A new multi-bit magnetic random access memory storage paradigm has the potential to rival flash memory, according to the researchers who developed it.

Credit: Quentin Stainer

A group of American and French researchers say they have developed a new multi-bit magnetic random access memory (MRAM) storage paradigm with the potential to rival flash memory.

The researchers focused on Magnetic Logic Unit technology, which can help users remotely control a sensor to probe storage configurations. "Multi-bit storage is typically achieved in MRAM technology by measuring the multiple voltage levels corresponding to various magnetic configurations," says Quentin Stainer, the study's lead author and a Ph.D. student at SPINTEC/CEA. "By identifying key features of the electrical responses we obtain, typically known as 'extrema points,' we can infer the stored information."

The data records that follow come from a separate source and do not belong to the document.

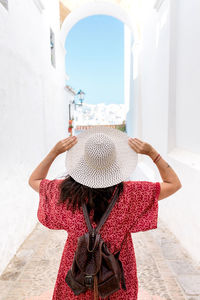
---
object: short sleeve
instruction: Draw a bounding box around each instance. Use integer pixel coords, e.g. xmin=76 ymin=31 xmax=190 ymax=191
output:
xmin=37 ymin=178 xmax=64 ymax=229
xmin=128 ymin=181 xmax=160 ymax=233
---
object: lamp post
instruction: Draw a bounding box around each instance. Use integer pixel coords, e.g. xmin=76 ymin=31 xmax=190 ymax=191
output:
xmin=73 ymin=90 xmax=85 ymax=109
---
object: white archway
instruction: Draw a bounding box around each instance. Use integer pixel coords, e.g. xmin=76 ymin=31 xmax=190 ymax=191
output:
xmin=61 ymin=1 xmax=140 ymax=136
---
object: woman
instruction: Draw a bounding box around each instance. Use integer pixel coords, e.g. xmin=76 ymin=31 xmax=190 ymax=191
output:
xmin=29 ymin=126 xmax=181 ymax=300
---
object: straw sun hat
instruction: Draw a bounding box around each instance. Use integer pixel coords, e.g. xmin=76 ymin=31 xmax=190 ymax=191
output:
xmin=65 ymin=125 xmax=138 ymax=188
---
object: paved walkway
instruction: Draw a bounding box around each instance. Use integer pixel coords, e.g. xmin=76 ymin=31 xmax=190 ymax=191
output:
xmin=0 ymin=220 xmax=200 ymax=300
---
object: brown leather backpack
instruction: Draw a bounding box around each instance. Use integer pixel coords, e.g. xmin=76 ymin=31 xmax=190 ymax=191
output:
xmin=65 ymin=186 xmax=126 ymax=300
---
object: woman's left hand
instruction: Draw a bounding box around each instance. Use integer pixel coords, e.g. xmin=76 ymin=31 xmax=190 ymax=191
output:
xmin=51 ymin=136 xmax=78 ymax=155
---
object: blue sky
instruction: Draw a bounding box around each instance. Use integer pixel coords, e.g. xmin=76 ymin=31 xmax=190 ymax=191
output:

The researchers demonstrated the feasibility of the method, with up to four bits per unit cells obtained on 110-nanometer-wide devices. Stainer says the storage paradigm should provide an increased robustness and tolerance to process variability, which will make it easier to produce devices based on the technology. "Our work will enable the development of products for a wide range of applications including, but not limited to, secure data storage for connected devices--such as smartcards, content-addressable memory for Internet routers, as well as high-performance, high-density, and high-temperature memory," Stainer says.